ALLIANCE Victims Spokesperson Eileen Bell has said that the Government needs to tread carefully if it intends to initiate any form of truth recovery process in Northern Ireland.
Mrs Bell was speaking after the Prime Minister suggested that there “needs to be some way of trying to both allow people to express their grief, their pain and their anger in respect of what happened in Northern Ireland without the past continually dominating the present and the future, and that is what we will try to do”.
Mrs Bell stated: “The Cory inquiries are not the end of the process to find out the truth of what happened during the Troubles. There are hundreds of other victims whose relatives will never get a public inquiry, but they also deserve to hear the truth. The Government needs to handle this subject very sensitively, and ensure that victims are put first. There is no simple answer about how we seek closure, as every victim will have a different view.
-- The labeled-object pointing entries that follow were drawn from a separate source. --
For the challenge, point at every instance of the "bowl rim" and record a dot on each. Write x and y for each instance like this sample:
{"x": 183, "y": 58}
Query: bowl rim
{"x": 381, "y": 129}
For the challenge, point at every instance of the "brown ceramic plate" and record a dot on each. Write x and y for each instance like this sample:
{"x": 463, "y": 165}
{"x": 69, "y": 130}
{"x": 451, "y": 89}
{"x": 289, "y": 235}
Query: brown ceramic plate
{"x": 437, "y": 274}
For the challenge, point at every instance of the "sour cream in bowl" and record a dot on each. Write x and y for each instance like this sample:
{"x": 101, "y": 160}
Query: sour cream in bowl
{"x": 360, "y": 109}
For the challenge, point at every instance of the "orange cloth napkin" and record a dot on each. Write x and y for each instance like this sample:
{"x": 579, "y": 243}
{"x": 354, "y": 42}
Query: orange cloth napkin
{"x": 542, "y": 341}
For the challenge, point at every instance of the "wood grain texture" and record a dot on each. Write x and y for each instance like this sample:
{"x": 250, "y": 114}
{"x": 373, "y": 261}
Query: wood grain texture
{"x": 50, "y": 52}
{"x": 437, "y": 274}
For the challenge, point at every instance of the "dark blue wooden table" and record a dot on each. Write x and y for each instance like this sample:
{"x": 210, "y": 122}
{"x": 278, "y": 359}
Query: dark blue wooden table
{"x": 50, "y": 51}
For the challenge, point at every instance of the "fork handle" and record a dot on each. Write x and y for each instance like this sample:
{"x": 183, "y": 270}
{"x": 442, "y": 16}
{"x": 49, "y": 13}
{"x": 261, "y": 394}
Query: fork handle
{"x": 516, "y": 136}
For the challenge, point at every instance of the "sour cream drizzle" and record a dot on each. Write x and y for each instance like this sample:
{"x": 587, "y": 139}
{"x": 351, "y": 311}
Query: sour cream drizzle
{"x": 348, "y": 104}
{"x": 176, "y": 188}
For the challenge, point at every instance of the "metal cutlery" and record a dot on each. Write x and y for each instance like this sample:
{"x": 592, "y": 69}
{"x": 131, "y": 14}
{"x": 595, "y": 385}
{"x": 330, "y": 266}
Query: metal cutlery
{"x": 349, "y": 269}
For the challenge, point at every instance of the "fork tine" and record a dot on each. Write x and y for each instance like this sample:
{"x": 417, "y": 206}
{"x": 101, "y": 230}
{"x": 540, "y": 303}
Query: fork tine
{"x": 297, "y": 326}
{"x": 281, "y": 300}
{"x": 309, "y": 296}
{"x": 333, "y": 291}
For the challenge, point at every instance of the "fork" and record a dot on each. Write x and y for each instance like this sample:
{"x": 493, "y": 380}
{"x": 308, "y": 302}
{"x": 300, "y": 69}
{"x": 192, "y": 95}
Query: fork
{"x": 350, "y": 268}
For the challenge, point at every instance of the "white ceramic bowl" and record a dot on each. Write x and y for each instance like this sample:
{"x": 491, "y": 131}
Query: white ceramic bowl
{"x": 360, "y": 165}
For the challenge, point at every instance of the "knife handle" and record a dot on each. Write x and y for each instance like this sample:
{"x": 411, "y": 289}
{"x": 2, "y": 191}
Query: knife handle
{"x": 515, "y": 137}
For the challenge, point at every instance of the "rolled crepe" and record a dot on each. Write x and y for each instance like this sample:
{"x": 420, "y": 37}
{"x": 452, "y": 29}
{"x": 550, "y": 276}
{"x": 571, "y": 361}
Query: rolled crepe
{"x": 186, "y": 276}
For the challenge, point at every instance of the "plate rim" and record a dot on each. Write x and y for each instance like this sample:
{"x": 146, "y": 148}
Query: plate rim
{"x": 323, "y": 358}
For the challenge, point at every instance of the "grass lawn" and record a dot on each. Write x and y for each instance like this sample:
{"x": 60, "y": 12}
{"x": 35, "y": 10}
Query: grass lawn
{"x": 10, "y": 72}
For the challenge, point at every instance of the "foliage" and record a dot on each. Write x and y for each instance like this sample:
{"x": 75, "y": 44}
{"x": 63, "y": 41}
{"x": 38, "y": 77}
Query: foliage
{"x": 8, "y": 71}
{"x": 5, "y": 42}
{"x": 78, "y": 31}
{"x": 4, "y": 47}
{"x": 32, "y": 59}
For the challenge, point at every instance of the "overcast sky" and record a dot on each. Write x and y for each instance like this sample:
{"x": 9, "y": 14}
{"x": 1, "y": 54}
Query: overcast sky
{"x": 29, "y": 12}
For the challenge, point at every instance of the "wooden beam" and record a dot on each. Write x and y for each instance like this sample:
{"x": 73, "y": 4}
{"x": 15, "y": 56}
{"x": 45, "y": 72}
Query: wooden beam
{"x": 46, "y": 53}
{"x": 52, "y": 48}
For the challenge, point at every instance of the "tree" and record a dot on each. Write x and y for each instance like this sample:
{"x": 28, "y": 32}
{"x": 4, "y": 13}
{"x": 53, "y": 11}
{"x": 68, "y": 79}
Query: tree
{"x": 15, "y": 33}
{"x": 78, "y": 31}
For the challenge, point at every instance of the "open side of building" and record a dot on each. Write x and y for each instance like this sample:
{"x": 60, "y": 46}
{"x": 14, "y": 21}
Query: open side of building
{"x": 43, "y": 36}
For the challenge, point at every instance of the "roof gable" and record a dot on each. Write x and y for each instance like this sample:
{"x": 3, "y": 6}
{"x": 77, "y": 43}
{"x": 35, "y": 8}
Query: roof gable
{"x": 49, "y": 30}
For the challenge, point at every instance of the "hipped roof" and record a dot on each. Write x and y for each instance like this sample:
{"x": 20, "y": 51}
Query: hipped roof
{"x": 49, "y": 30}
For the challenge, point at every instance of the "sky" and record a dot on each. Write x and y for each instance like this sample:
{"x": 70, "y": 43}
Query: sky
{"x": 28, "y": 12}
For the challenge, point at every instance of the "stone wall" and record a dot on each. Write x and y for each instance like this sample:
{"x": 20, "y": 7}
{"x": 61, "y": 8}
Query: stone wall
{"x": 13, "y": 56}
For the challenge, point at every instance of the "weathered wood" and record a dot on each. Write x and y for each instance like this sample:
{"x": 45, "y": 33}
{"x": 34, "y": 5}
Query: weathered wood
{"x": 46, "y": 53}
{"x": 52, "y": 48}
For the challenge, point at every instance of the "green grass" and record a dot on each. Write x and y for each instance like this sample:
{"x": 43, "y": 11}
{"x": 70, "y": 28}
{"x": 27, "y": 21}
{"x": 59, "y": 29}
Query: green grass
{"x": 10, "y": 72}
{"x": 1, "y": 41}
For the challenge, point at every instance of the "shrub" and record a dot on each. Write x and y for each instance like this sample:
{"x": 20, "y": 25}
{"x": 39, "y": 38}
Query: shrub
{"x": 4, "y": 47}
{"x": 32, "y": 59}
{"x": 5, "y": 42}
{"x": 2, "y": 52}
“It is also a fact that people see the truth of the past in different ways, as Bloody Sunday has clearly shown us. Victims, members of the security forces, paramilitaries – each views events from their own perspective, each sees their version as valid.
“This will be a tortuous process for many people, but we cannot rush into something as important to bringing the conflict to a close without listening to victims. It may be that we need to set up a form of public consultation involving a commission to try and gauge consensus and make proposals to the Government.
“Alliance and others have already suggested a Victims Forum as part of a victim-centred truth telling process, but we are willing to listen. We all need to remember that many people are still suffering today from the trauma of the past, and that any form of truth recovery process could be an ongoing one, as victims may not wish to come forward immediately.”